The last caste is the Post, also known as the Children of the Reduced (COR). Where the Reduced are lacking, the Posts are born with normal intelligence and capabilities. However, as children of the Reduced, they are still treated with the same distance (and even disdain) by the Luddite upper caste.

This is the universe where the story’s heroine, Elliot North, resides; a world where the caste, not the individual, is what matters the most.

For Darkness Shows the Stars is inspired by Jane Austen’s Persuasion, however you didn’t need to have read the Austen to appreciate this work. The set-up, the names, and certain events were definite shout-outs to Persuasion, but Diana Peterfreund has created in this book a hybrid that incorporates the spirit of Austen with 21st century sensibilities.

For instance, Elliot North is much more outspoken and willful than Persuasion’s Anne Elliot. Elliot takes over the management of the estate, while her indolent father and sister pose and preen and spend money they don’t have. Baron North, her father, is also a far more cruel character than the merely vain Sir Walter Elliot. He prides himself on being a true Luddite, imposing his will not only on his real children but also the welfare of the Reduced under his estate’s care. This creates the tension between father and daughter — Elliot grew up thinking of the Reduced and Posts as her friends. She doesn’t think of them as sub-human, as mere workers on her family’s estate. She actually befriends a Post boy born on the same day she was, a boy named Kai.

Anyway, I don’t want to spoil everything for you. If you love Austen’s romance, this novel will have it for you in droves. If you are like me, and appreciate Austen’s quiet brand of social commentary, boy, this book was made for you. I really enjoy Peterfreund’s approach to science and technology here: she’s not saying that all technology is bad and will cause the downfall of the human race, but rather, that it should be tempered with caution.
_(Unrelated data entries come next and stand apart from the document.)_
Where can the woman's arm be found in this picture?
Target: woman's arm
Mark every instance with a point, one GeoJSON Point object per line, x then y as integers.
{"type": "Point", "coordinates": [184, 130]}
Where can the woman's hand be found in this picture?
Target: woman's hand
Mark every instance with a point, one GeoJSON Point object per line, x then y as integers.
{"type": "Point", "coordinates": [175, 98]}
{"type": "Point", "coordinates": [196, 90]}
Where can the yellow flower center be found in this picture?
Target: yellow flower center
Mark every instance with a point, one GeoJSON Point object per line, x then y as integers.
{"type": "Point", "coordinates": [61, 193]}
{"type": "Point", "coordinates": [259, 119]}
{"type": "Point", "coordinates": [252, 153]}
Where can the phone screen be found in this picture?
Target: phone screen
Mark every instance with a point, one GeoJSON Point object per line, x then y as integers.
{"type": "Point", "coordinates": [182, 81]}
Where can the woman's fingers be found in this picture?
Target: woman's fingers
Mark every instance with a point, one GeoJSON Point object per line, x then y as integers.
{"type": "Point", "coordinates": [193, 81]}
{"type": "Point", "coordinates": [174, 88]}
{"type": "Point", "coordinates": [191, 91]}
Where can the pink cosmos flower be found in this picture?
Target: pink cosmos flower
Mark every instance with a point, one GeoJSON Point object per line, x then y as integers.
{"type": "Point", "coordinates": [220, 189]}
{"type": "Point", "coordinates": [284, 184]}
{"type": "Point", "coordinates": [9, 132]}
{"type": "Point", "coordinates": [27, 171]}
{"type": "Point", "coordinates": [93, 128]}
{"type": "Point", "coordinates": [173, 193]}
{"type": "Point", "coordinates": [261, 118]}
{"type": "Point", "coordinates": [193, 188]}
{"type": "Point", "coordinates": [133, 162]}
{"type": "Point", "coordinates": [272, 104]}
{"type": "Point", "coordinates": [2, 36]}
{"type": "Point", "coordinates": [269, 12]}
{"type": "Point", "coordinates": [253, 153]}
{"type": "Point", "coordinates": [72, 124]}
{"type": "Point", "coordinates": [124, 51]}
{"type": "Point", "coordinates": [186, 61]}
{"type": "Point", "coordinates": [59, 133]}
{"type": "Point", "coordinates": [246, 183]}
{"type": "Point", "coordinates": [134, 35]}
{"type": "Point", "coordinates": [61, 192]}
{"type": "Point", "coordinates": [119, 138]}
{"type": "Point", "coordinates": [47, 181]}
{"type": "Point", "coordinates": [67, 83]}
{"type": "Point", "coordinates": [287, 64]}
The Lost wanted to alter nature to benefit themselves, not realizing that the consequences of their actions wouldn’t affect them, but their children and their children’s children.

It is not all without hope, however. The emergence of the Post-Reduction proves that no matter how beaten down the human race gets, it will continue to get back up. That no matter how much we humans screw with nature and the universe, it will still take care of us and put us back on the right track.